As Women’s History Month comes to a close, we invite you to join us for a free online Coram Society event focusing on women who worked for the Foundling Hospital. These include the nurses who played such an important part in caring for the foundlings immediately after their admission and up to the age of five, and some of the inspectors who supervised the nurses.


A/FH/A/6/1/13/8/86, a letter from inspector John Heaviside to the hospital governors, recommending Mary Piper as a ‘particularly carefull’ nurse, 6 January 1760

About the online event

Dr Kate Gibson will tell us what her research in the Coram Foundling Hospital archive reveals about the nurses (who were not medically trained but more like the foster carers of today), how their work was valued, and the meaning of ‘care’ in the 18th century.

Carol Harris, Coram’s social historian, will introduce some of the women who took on the role of inspector in the early years of the Foundling Hospital: some titled and wealthy, like Lady Betty Germain and her niece Lady Vere; others, like Jane Hogarth, foster mothers themselves, and neighbours to the women they inspected.

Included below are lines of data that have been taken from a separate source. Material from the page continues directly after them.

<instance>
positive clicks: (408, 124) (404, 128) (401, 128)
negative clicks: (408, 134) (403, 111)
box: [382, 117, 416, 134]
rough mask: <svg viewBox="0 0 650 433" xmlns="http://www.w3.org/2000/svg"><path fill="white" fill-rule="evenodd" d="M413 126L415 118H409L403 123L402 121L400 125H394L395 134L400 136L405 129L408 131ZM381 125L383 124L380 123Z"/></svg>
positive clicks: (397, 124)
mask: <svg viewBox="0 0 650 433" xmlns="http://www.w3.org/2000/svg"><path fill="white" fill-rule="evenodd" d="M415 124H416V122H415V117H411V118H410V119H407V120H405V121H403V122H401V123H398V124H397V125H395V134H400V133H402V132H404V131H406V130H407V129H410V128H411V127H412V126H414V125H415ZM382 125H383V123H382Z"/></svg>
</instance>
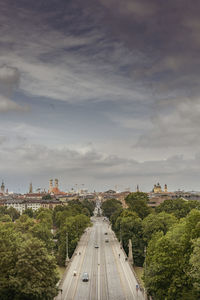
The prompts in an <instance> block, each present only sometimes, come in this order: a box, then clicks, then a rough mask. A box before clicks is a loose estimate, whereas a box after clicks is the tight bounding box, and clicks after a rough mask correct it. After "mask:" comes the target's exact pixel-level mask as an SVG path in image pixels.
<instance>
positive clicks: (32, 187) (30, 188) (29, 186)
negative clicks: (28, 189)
mask: <svg viewBox="0 0 200 300" xmlns="http://www.w3.org/2000/svg"><path fill="white" fill-rule="evenodd" d="M32 193H33V185H32V182H31V183H30V185H29V194H32Z"/></svg>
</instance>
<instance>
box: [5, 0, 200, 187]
mask: <svg viewBox="0 0 200 300" xmlns="http://www.w3.org/2000/svg"><path fill="white" fill-rule="evenodd" d="M199 14H200V2H199V1H198V0H191V1H188V0H181V1H180V0H168V1H157V0H151V1H149V0H123V1H122V0H84V1H83V0H37V1H35V0H29V1H27V0H17V1H16V0H2V1H1V2H0V21H1V26H0V180H1V179H4V181H5V184H6V187H8V188H9V190H12V191H16V192H25V191H27V190H28V186H29V183H30V182H31V181H32V183H33V187H34V188H35V189H36V188H37V187H46V188H47V187H48V181H49V179H50V178H58V179H59V181H60V185H61V188H62V189H63V190H68V189H70V188H72V187H75V185H76V184H78V185H79V186H82V187H83V184H84V187H86V188H89V190H91V191H92V190H94V189H95V190H98V191H99V190H106V189H108V188H115V186H116V185H117V189H119V190H123V189H125V188H127V187H130V188H131V190H132V191H134V190H135V188H136V185H137V184H139V186H140V188H141V190H143V191H150V190H151V189H152V187H153V185H154V183H156V182H160V183H161V185H162V186H163V185H164V184H165V183H167V184H168V188H169V190H170V191H173V190H177V189H184V190H200V83H199V79H200V56H199V53H200V35H199V33H200V19H199Z"/></svg>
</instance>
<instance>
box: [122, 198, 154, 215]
mask: <svg viewBox="0 0 200 300" xmlns="http://www.w3.org/2000/svg"><path fill="white" fill-rule="evenodd" d="M125 202H126V204H127V205H128V207H129V208H130V209H131V210H132V211H135V212H136V213H137V214H138V216H139V217H140V218H141V219H144V218H145V217H146V216H148V214H150V213H151V208H150V207H149V206H148V205H147V203H148V195H147V194H146V193H142V192H136V193H131V194H129V195H128V196H127V197H126V198H125Z"/></svg>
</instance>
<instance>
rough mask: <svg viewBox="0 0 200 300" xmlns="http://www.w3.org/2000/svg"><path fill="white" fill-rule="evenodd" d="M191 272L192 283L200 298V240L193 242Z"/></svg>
mask: <svg viewBox="0 0 200 300" xmlns="http://www.w3.org/2000/svg"><path fill="white" fill-rule="evenodd" d="M189 263H190V272H189V276H190V277H191V278H192V283H193V286H194V288H195V290H196V291H197V292H198V293H199V296H200V238H198V239H196V240H194V241H193V252H192V254H191V256H190V261H189Z"/></svg>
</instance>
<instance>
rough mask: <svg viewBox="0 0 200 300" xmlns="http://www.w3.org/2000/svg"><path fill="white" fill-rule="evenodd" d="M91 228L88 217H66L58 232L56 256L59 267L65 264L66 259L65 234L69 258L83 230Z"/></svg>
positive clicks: (81, 233) (70, 255) (89, 220)
mask: <svg viewBox="0 0 200 300" xmlns="http://www.w3.org/2000/svg"><path fill="white" fill-rule="evenodd" d="M88 226H91V223H90V219H89V217H87V216H85V215H82V214H81V215H77V216H71V217H67V218H66V219H65V222H64V223H62V226H61V227H60V229H59V231H58V255H57V260H58V263H59V264H60V265H64V264H65V259H66V234H67V233H68V248H69V256H70V257H71V256H72V254H73V252H74V249H75V248H76V245H77V243H78V241H79V239H80V237H81V235H82V234H83V232H84V230H85V229H86V228H87V227H88Z"/></svg>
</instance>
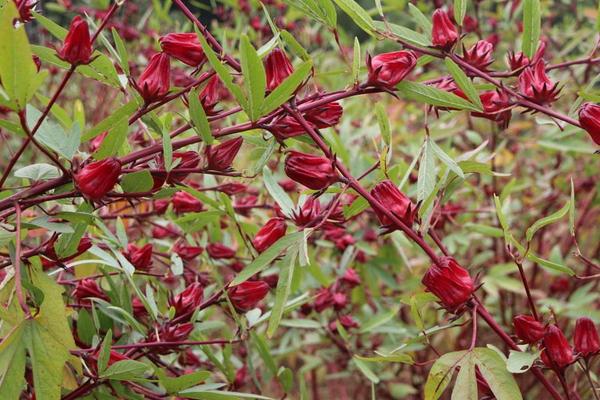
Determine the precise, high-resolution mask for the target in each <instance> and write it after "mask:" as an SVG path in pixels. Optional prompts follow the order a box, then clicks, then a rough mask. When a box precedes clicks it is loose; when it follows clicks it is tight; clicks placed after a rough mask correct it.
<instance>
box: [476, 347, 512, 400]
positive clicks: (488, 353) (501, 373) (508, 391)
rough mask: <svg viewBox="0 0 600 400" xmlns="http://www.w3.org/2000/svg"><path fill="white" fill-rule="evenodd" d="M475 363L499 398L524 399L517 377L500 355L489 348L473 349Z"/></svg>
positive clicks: (502, 398)
mask: <svg viewBox="0 0 600 400" xmlns="http://www.w3.org/2000/svg"><path fill="white" fill-rule="evenodd" d="M473 357H474V359H475V364H476V365H477V367H478V368H479V372H481V375H483V377H484V379H485V380H486V382H487V383H488V385H489V387H490V389H491V391H492V393H493V394H494V396H496V399H497V400H522V399H523V396H522V395H521V391H520V390H519V385H517V382H516V381H515V378H514V377H513V376H512V375H511V374H510V372H508V370H507V369H506V363H505V361H504V360H503V359H502V357H500V355H499V354H498V353H497V352H496V351H494V350H492V349H488V348H476V349H473Z"/></svg>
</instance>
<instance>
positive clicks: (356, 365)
mask: <svg viewBox="0 0 600 400" xmlns="http://www.w3.org/2000/svg"><path fill="white" fill-rule="evenodd" d="M352 362H353V363H354V365H356V367H357V368H358V370H359V371H360V372H362V374H363V375H364V376H365V377H366V378H367V379H368V380H370V381H371V382H373V383H379V377H378V376H377V375H376V374H375V373H374V372H373V371H371V368H369V365H368V364H367V363H365V362H364V361H363V360H361V359H360V358H358V357H357V356H354V357H352Z"/></svg>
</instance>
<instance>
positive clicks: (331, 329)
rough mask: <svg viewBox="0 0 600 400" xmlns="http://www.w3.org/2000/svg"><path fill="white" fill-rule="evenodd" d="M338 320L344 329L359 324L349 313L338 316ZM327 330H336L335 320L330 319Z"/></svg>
mask: <svg viewBox="0 0 600 400" xmlns="http://www.w3.org/2000/svg"><path fill="white" fill-rule="evenodd" d="M338 321H340V325H342V326H343V327H344V329H353V328H358V327H359V326H360V325H359V324H358V322H356V321H355V320H354V318H352V316H351V315H342V316H340V317H339V318H338ZM329 330H330V331H332V332H337V323H336V321H331V322H330V323H329Z"/></svg>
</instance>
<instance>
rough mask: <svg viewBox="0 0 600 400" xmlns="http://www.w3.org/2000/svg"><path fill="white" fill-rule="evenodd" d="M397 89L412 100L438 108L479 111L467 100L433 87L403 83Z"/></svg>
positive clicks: (431, 86) (410, 82)
mask: <svg viewBox="0 0 600 400" xmlns="http://www.w3.org/2000/svg"><path fill="white" fill-rule="evenodd" d="M397 88H398V90H399V91H400V94H402V95H403V96H404V97H406V98H407V99H410V100H415V101H419V102H422V103H425V104H429V105H432V106H436V107H447V108H452V109H458V110H467V111H479V109H478V108H477V107H476V106H475V105H473V104H471V103H470V102H468V101H467V100H465V99H463V98H461V97H458V96H457V95H455V94H453V93H450V92H446V91H444V90H441V89H438V88H435V87H433V86H428V85H424V84H422V83H416V82H408V81H403V82H400V83H399V84H398V86H397Z"/></svg>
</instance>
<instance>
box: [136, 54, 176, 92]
mask: <svg viewBox="0 0 600 400" xmlns="http://www.w3.org/2000/svg"><path fill="white" fill-rule="evenodd" d="M170 75H171V65H170V61H169V56H168V55H167V54H166V53H157V54H155V55H153V56H152V58H151V59H150V62H149V63H148V66H147V67H146V69H145V70H144V72H142V75H140V78H139V79H138V81H137V86H138V90H139V92H140V95H142V97H143V98H144V101H145V102H146V103H152V102H154V101H157V100H160V99H162V98H163V97H164V96H166V95H167V93H169V87H170V78H171V77H170Z"/></svg>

There will be an opportunity to ask questions and Dr Carol Homden CBE, Group Chief Executive of Coram, will reflect on recent developments in the care system and the role of women in leadership at Coram.

Dr Kate Gibson is a Leverhulme Early Career Fellow at the University of Manchester working on the history of fostering and adoption in Britain from 1700 to 1839. Her first book, Illegitimacy, Family and Stigma in England, 1660-1834, was published by Oxford University Press in 2022.